“No, nothing more.” She had no shame, but rather pride, in the lie.
“If I had eyes, I should make better use of them,” said Silas, not disagreeably. He went on, “I’ve helped you and Linnet, haven’t I? sent you for walks together, left you alone in my kitchen more than once? I’m less soured than you think me. I’m sorry for you sometimes, being young, and I liked helping you to Linnet as a playfellow. You reckon on me, little Nan.”
She did not know what to make of this. She wanted to believe that Silas meant to be kind; indeed, in spite of her latent scepticism she was touched; but she was alarmed by and resisted the insinuations of his words, which he had spoken in a lower voice, as though in an unnecessary precaution of secrecy before Gregory; she glanced at Gregory, poising his beautifully sharpened pencil over his drawing, and his fine looks, and coarse rough hair, appeared to her distasteful. She looked at Silas, so similar in build and feature, yet with a certain slyness that was wholly absent from his brother. Silas was speaking again,—
“If you need anything, come to me, little Nan. You’re good to me, and it’s not forgotten. We’ll be allies.”

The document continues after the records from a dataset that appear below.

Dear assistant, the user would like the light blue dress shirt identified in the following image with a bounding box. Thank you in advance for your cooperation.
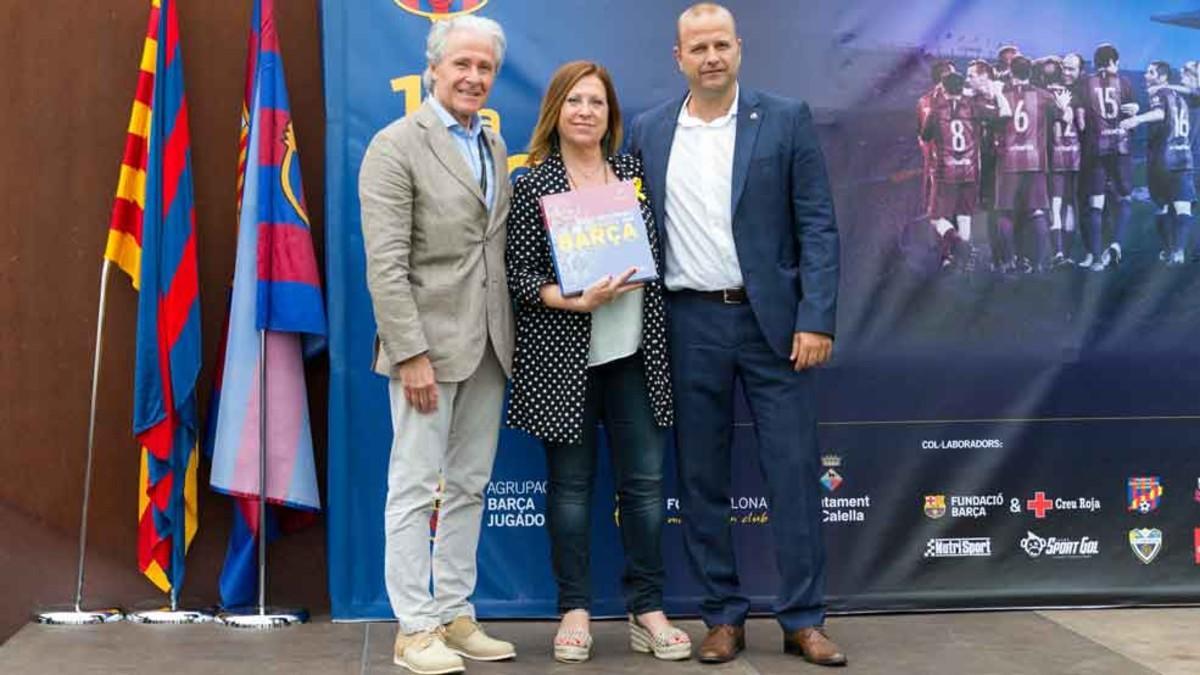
[428,96,496,210]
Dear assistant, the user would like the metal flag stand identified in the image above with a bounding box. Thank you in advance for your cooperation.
[35,258,125,626]
[126,478,216,625]
[126,450,216,625]
[217,330,308,631]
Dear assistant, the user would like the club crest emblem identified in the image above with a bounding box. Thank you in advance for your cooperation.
[1126,476,1163,513]
[1129,527,1163,565]
[821,455,844,492]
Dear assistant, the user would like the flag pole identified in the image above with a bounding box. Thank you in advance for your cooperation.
[258,328,268,616]
[218,329,308,631]
[36,257,125,626]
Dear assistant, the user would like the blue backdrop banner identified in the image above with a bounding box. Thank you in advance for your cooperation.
[322,0,1200,620]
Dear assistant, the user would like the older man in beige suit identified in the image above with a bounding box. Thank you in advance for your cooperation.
[359,16,516,674]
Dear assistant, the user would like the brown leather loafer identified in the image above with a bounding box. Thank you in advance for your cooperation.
[784,627,846,665]
[696,625,746,663]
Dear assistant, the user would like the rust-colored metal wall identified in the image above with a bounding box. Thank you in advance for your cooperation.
[0,0,328,640]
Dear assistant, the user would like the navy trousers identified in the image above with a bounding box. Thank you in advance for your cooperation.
[670,292,826,631]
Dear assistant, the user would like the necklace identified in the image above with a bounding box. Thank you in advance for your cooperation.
[563,160,608,189]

This was the kind of phrase that frightened her, and whirled her away before she was well aware, to a region of tacit admissions and implications. Had she said more than she meant? more than she even thought? Why, she thought nothing, or had thought nothing until Silas began, but now her sense of undefined well-being was taking shape, emerging from the mist of rustle and cadence, as the coast-line of undiscovered country emerges from the sea mists of dawn. She had been rushed; Silas had rushed her. She thought with terror of how Silas had fastened upon her first words; one could believe that he had only been waiting for her to pronounce them. He had been so ready. He had fired so many questions. He had obliged her to say, or at least to admit, by her silence, anything he wanted. He might not want much yet, but later? later?

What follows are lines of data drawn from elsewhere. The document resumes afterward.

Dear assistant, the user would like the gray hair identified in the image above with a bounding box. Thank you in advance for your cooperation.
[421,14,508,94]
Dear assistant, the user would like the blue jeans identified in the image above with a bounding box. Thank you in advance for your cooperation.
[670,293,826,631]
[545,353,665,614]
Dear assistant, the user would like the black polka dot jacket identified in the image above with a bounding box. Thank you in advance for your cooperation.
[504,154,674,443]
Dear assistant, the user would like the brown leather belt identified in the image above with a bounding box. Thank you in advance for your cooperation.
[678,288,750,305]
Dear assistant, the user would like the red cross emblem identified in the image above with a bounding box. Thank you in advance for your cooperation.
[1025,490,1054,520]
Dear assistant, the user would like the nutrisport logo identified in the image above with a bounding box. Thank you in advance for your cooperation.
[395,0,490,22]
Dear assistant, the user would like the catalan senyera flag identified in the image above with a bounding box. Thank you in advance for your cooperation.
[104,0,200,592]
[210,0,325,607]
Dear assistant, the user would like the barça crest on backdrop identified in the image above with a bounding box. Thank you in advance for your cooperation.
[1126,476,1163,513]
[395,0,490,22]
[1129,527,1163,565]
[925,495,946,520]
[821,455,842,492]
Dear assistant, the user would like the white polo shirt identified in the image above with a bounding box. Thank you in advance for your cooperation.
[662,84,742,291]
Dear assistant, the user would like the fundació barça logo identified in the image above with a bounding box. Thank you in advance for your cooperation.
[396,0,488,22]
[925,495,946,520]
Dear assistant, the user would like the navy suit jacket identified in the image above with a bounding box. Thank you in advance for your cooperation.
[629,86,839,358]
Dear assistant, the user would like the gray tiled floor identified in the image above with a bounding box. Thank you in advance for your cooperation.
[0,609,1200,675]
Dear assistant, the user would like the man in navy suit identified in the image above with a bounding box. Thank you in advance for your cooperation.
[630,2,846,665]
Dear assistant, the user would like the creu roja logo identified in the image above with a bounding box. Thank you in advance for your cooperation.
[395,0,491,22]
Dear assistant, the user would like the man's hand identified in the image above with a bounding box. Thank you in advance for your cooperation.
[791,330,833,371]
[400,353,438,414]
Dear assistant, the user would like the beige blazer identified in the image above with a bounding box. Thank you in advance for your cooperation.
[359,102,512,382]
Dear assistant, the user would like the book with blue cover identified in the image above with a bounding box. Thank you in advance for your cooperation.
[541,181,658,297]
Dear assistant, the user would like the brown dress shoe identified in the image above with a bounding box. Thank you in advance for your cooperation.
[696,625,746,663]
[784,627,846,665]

Apparently he was satisfied for the moment, for he picked up his Braille volume and fell to running his finger tips over the pages, smiling to himself.
X
I
She hoped that the subject would be forgotten. It was not forgotten. That was clear to her, although Silas made no direct allusion; but by his manner he established the existence of a secret between them, and because she dared not say to him, “There is no secret,” the secret remained, growing insidiously. She was nervous and uneasy in his presence. Silas was kinder than ever she had known him, kinder and gentler, also he appeared to be more contented, but she had a terrified suspicion that he was contented only because his mind was occupied, and it seemed horrible to her that she should be the centre of that occupation. She had suddenly become involved in an affair whose existence, she protested to herself, had its being solely as the outcome of Silas’s imagination. She tried to shake it off and to laugh it away, but he held her to it. She had the helpless sensation of being on the end of a rope that he was slowly hauling in, maintaining his purchase over every miserly inch as he gained it.

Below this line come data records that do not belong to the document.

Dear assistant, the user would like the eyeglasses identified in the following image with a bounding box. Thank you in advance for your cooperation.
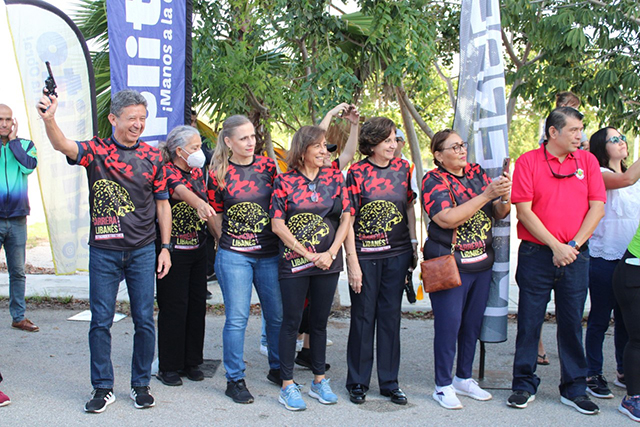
[442,142,469,154]
[544,145,579,179]
[605,135,627,144]
[307,182,318,203]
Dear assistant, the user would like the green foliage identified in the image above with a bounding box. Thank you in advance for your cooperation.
[73,0,112,138]
[501,0,640,133]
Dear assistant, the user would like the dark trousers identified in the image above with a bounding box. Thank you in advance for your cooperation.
[584,257,629,376]
[157,245,207,372]
[279,273,340,381]
[613,251,640,396]
[348,252,412,392]
[204,230,216,277]
[429,270,491,387]
[511,241,589,399]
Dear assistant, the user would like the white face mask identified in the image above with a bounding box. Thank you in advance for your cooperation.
[180,150,206,168]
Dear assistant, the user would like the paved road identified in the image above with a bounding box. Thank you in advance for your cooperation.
[0,308,624,427]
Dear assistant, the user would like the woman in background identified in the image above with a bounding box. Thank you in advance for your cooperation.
[584,127,640,399]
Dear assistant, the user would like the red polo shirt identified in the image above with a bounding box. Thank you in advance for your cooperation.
[511,146,607,245]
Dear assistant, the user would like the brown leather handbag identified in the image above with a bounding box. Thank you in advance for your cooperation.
[420,172,462,292]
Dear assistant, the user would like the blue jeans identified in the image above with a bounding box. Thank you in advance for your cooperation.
[215,248,282,381]
[584,257,629,376]
[89,243,156,388]
[512,241,589,399]
[0,216,27,322]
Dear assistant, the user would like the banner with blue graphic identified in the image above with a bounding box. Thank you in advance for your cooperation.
[3,0,98,274]
[107,0,190,145]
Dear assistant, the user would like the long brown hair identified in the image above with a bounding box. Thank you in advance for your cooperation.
[209,114,251,190]
[287,126,325,170]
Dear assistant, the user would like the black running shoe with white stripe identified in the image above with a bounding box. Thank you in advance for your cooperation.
[84,388,116,414]
[130,386,156,409]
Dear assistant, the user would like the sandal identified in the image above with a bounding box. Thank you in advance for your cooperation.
[537,353,549,366]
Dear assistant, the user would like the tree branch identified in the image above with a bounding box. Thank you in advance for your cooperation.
[501,28,522,68]
[586,0,640,25]
[433,61,456,112]
[396,85,435,138]
[296,37,316,124]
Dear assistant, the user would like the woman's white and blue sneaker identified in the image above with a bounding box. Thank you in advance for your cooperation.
[433,385,462,409]
[452,377,492,401]
[309,378,338,405]
[278,384,307,411]
[618,394,640,422]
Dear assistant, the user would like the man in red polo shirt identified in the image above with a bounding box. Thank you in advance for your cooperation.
[507,107,606,414]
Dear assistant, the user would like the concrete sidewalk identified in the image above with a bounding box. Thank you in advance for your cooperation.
[0,272,576,313]
[0,308,624,427]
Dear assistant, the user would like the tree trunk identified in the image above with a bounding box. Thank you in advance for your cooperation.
[395,87,429,234]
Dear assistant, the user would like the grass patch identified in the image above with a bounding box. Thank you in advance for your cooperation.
[27,222,49,249]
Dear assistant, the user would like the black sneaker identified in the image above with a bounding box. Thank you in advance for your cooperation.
[267,369,282,387]
[130,386,156,409]
[179,366,204,381]
[84,388,116,414]
[507,390,536,409]
[560,395,600,415]
[295,348,331,371]
[613,372,627,389]
[587,375,613,399]
[156,371,182,387]
[224,379,253,403]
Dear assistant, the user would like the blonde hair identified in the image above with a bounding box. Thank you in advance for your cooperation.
[209,114,251,190]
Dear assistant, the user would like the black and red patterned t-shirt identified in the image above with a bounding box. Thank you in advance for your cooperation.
[208,156,278,258]
[422,163,493,273]
[270,167,351,278]
[347,158,416,259]
[164,162,208,250]
[67,137,169,250]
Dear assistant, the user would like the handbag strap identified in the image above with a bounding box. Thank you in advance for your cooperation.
[435,169,458,255]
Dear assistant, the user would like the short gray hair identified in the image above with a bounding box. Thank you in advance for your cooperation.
[158,125,200,162]
[110,89,147,117]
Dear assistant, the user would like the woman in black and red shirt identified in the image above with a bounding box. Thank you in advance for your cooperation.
[157,126,213,386]
[345,117,417,405]
[271,126,350,410]
[422,129,511,409]
[208,115,282,403]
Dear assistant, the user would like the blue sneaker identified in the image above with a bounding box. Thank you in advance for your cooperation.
[618,394,640,421]
[278,384,307,411]
[309,378,338,405]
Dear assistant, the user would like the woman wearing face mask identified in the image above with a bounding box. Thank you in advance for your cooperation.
[157,126,213,386]
[208,115,282,403]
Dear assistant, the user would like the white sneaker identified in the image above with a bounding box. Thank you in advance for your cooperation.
[433,385,462,409]
[260,344,269,357]
[452,377,493,400]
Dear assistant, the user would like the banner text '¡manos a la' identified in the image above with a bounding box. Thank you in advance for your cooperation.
[108,0,186,145]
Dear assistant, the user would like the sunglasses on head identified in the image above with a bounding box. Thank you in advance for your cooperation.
[605,135,627,144]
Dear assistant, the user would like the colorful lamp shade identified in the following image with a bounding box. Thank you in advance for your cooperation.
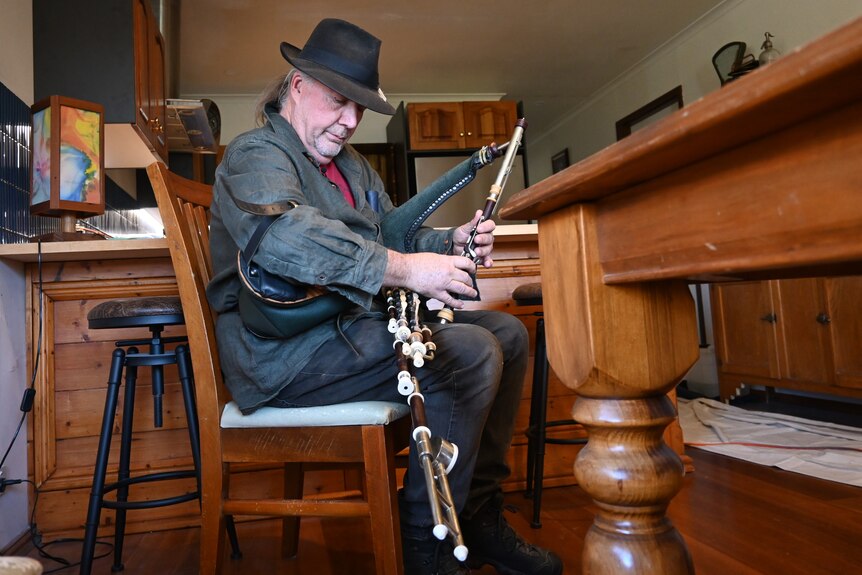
[30,96,105,241]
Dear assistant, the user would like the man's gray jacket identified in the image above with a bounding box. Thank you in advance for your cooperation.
[207,104,452,412]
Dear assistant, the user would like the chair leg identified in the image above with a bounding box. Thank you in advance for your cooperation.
[362,425,404,575]
[524,317,543,498]
[80,349,126,575]
[530,318,548,529]
[281,463,305,558]
[224,515,242,559]
[198,498,226,575]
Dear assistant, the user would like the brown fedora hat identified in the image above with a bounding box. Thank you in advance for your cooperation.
[281,18,395,116]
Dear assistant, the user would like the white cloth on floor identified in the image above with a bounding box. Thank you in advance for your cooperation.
[679,398,862,487]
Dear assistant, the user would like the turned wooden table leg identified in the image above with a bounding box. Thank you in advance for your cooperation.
[539,205,698,575]
[572,395,694,575]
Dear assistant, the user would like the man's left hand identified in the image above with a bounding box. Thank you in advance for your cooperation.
[452,210,497,268]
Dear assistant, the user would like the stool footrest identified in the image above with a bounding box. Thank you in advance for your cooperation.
[102,491,200,509]
[102,469,197,493]
[114,335,189,347]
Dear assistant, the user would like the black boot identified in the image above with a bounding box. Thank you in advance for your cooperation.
[401,537,470,575]
[461,501,563,575]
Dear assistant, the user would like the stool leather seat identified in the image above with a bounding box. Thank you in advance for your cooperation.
[512,282,587,528]
[87,296,184,329]
[80,296,201,574]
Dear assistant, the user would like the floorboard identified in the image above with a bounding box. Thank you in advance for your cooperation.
[13,448,862,575]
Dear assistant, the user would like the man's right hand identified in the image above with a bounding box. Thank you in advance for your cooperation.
[383,250,477,309]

Hambley, soft-footed, insinuating, and urbane, added by his parasitic presence to the uneasiness of the house. The yellow faced, thin little man, with his black hair and his long front teeth like a rodent’s, never had an opinion of his own, but echoed Silas, or cackled with the laughter of approval. He alternately tried to provoke and to propitiate Nan and Morgan, gibed at them when they were civil to him, and fawned on them when they were curt. Nan shuddered when she wondered how many of Silas’s darker thoughts were shared out to his keeping.